Friendship is the perfect cure to loneliness. It is when you have a trusting friend in your life who will not judge you, can you get the power to become whoever you wish to be. Through the beautiful relationship between a poet and a young boy, we become aware of the power friendship has to make any reality come true – even if it is for a short while.
Art is divorced from reality in the way that all art is a made-up version of reality. We see this definition of art playing out across the short story, for B. Wordsworth kept living out his favorite story about his life in front of the naive and trusting young boy. Writers exist because readers award them with their willing suspension of disbelief. Even the young boy awarded the poet with his willing suspension of disbelief that allowed B. Wordsworth to create out of his life the masterpiece he wanted in the eyes of the boy.
Another theme of the short story is the importance of enjoying leisure and being present at the moment, appreciating the beauties of nature, the world, and its people. B. Wordsworth, by spending time with the young boy, teaches him, and in turn, the readers, the simplest way to enjoy life.

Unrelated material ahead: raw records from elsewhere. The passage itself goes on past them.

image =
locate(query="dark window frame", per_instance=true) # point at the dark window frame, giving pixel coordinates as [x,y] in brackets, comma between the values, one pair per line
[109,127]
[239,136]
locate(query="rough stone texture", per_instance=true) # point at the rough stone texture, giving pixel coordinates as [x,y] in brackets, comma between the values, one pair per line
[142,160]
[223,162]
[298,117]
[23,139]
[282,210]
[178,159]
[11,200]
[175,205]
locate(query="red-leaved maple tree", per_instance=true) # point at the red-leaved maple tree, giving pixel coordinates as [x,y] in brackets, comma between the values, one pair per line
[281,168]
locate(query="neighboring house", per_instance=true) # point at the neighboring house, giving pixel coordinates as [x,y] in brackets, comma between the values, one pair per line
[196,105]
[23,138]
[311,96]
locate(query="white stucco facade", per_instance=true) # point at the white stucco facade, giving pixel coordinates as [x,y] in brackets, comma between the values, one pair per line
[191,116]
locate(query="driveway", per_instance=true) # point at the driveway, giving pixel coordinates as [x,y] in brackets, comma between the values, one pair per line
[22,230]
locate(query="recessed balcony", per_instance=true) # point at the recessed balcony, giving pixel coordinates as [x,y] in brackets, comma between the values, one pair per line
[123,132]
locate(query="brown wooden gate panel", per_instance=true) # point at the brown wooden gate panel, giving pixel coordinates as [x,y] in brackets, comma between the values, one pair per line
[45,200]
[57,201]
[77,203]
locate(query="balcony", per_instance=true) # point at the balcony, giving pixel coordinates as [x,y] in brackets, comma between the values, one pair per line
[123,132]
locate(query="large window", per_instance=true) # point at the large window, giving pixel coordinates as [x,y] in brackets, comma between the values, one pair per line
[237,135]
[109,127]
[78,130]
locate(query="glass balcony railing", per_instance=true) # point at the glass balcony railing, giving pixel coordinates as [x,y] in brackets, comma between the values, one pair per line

Salvatore by V. S. Naipaul is the story of a beautiful friendship between two lonely souls – a self-proclaimed poet and a young boy. The poet teaches the young boy about the joys of being alive and present in the moment, whereas the young boy provides the poet with a space to be whoever he wishes to be. It is through the conversations between the poet and the boy that we learn about B. Wordsworth’s identity crisis and his lost grip on reality. Through their friendship, we also learn about the sensitive, compassionate nature of the young boy, who had a troubled family life. Together these two created a space where fantasies played hide and seek with reality, and life was a thing worth exploring in loving company.